What’s not to love about recycling? it makes people feel good, it keeps waste out of landfill, it is a virtuous cycle. Aluminum recycling is a particularly feel-good success story, with sixty percent of the aluminum produced coming from recycled sources. And recycling aluminum uses 95 percent less electricity than virgin aluminum. What could possibly be wrong with this picture?
Lots, it turns out, according to Carl A. Zimrig in his new book Aluminum Upcycled: sustainable design in historical perspective. He’s an associate professor of sustainability studies at Pratt Institute, and has written a real eye-opener. He makes a provocative case that it is just not good enough. It is a case that we have made before on TreeHugger: that recycling just isn't good enough, we still have to reduce consumption.

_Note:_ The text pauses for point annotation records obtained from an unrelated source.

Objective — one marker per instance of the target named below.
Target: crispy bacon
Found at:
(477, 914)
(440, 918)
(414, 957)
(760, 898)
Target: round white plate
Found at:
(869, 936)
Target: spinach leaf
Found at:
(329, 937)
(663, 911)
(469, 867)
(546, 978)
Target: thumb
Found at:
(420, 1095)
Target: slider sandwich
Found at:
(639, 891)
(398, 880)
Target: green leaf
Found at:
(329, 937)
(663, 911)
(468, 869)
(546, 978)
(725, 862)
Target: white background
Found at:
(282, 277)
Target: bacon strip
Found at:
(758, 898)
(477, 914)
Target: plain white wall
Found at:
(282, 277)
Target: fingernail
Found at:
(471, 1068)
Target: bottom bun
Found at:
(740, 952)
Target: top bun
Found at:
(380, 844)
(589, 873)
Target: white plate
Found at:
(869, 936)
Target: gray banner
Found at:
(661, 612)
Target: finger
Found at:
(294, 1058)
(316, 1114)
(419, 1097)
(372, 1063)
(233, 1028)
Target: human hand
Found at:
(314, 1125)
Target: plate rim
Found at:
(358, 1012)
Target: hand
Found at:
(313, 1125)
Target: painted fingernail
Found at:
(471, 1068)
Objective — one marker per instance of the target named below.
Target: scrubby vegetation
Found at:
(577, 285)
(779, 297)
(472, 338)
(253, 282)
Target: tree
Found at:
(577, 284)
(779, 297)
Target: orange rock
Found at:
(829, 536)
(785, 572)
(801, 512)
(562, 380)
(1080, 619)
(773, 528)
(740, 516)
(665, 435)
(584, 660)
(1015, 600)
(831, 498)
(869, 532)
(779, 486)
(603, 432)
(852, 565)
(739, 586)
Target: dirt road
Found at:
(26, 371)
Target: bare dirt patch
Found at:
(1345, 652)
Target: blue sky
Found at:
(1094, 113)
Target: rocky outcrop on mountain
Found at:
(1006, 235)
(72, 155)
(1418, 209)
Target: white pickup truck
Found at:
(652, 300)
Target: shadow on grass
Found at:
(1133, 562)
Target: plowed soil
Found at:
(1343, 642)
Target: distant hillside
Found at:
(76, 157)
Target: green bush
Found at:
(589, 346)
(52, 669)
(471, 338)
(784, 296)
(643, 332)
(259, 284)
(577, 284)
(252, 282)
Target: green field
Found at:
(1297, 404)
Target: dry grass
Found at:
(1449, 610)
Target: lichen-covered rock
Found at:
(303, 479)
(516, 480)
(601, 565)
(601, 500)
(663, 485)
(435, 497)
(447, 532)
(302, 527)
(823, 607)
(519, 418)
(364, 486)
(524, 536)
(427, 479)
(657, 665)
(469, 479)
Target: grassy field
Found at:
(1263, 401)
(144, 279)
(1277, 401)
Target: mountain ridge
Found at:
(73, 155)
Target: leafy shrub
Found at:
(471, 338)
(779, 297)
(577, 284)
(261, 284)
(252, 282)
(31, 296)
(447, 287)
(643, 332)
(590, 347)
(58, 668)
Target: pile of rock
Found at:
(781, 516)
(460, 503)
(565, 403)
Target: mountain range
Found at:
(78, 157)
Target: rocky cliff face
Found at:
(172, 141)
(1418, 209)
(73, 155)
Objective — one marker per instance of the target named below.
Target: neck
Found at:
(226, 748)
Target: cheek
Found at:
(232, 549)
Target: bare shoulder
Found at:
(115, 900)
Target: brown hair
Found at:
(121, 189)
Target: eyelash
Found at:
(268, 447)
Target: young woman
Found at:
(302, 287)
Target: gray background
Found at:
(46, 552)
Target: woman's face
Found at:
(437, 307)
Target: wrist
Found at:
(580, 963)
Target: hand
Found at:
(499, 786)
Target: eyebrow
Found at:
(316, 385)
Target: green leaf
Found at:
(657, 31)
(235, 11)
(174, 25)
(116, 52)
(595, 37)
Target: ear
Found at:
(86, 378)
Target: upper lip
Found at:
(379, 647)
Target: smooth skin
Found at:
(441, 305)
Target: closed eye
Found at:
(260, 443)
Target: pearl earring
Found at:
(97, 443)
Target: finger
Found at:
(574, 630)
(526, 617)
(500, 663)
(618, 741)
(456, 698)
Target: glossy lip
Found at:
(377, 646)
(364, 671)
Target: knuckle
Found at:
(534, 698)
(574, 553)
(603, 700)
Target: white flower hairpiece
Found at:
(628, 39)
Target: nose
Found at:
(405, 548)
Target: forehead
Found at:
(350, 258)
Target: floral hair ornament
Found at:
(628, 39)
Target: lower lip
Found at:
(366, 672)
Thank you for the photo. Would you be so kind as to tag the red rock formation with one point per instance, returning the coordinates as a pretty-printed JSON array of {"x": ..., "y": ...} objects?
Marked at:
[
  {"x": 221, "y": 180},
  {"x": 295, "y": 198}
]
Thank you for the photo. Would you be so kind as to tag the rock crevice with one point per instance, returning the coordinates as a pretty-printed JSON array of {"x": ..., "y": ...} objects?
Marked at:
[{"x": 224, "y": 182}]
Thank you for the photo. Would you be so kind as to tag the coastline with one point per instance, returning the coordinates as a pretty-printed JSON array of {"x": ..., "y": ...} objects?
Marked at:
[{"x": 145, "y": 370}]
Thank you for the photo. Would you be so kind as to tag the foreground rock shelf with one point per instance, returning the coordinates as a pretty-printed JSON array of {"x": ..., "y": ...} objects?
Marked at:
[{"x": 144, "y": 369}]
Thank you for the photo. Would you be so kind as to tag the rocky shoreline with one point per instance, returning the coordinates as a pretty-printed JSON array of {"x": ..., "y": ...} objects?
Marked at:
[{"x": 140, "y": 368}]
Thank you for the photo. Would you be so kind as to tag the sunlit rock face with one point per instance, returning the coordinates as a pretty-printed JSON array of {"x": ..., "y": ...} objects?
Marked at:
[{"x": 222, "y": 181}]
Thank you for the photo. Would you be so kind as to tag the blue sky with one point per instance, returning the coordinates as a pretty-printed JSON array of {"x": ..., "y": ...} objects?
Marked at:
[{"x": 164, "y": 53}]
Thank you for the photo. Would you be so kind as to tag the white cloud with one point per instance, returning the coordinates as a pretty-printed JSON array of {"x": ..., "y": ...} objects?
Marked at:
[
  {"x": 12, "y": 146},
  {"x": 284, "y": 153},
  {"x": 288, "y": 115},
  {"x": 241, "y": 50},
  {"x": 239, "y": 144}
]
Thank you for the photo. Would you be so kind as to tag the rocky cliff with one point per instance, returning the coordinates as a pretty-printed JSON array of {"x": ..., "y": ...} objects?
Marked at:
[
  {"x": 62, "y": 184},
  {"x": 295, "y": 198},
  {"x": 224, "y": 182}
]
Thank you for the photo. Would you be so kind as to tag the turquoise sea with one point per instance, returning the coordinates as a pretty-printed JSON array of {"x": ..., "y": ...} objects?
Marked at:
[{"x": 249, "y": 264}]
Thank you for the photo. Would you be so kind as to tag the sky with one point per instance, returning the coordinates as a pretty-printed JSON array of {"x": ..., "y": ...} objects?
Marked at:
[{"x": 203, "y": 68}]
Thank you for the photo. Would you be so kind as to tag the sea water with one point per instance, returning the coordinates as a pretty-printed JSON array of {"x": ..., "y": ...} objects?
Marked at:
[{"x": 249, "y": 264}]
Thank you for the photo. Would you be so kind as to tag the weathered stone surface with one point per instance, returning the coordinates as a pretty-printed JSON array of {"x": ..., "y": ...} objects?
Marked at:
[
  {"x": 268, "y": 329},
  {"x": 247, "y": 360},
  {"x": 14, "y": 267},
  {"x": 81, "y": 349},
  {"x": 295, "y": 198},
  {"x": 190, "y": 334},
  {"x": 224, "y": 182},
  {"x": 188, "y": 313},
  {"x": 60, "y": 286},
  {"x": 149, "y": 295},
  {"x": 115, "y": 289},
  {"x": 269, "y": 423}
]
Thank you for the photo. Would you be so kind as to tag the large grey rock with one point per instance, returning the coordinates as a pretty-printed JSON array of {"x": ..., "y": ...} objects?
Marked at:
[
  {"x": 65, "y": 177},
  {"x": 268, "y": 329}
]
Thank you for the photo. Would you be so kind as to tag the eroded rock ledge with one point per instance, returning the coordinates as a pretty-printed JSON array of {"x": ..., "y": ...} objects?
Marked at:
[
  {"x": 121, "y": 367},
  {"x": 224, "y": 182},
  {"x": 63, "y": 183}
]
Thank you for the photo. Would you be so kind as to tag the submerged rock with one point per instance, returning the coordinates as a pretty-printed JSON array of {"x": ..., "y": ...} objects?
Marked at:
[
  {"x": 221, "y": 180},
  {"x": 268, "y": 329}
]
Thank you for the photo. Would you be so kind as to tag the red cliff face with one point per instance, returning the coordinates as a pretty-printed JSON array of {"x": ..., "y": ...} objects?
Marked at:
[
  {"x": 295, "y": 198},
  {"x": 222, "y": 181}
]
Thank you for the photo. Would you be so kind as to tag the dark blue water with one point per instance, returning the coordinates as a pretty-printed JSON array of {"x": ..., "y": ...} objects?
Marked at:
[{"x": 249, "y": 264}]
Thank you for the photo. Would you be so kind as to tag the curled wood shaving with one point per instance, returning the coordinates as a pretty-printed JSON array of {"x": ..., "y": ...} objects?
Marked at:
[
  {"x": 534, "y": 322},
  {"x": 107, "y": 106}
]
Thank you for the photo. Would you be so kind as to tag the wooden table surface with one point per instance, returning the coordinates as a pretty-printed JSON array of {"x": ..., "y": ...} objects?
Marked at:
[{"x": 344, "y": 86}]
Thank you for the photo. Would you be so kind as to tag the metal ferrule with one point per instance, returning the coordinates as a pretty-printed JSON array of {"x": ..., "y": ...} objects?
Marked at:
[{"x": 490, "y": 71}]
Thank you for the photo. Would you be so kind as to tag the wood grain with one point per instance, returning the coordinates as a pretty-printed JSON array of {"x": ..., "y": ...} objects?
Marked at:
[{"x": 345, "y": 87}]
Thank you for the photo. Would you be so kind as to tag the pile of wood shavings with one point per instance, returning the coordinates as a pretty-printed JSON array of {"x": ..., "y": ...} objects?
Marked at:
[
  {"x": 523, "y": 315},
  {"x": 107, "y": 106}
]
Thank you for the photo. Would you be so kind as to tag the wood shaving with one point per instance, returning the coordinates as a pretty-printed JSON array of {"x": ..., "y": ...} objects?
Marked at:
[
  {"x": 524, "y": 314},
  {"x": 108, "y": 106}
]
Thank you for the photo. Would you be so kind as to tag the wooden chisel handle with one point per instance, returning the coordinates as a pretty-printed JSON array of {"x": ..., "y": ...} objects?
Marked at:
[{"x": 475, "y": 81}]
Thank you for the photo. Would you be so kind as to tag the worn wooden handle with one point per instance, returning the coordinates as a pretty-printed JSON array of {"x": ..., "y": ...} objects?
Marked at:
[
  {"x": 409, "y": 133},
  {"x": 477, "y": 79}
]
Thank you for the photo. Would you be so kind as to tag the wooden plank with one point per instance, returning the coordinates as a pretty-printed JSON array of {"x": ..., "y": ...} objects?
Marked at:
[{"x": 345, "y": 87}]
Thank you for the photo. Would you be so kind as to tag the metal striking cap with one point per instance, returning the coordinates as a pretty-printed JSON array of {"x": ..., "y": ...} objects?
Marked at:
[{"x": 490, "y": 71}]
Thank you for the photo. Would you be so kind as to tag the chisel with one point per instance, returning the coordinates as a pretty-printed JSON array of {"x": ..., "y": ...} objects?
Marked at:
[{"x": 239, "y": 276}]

Aluminum is wonderful stuff, but it takes a lot of electricity to make it, (13,500 to 17,000 kWh per ton) to break the bond between oxygen and aluminum in aluminum oxide. Prior to World War II there was a massive government program to build dams for hydroelectric power, less for the benefit of the American people and more for the needs of aluminum refining for the inevitable war effort. After the war, there was more aluminum production capacity and electrical power than anyone knew what to do with, so the aluminum companies got to work imagining things that could be made from aluminum, from folding lawn chairs to aluminum siding.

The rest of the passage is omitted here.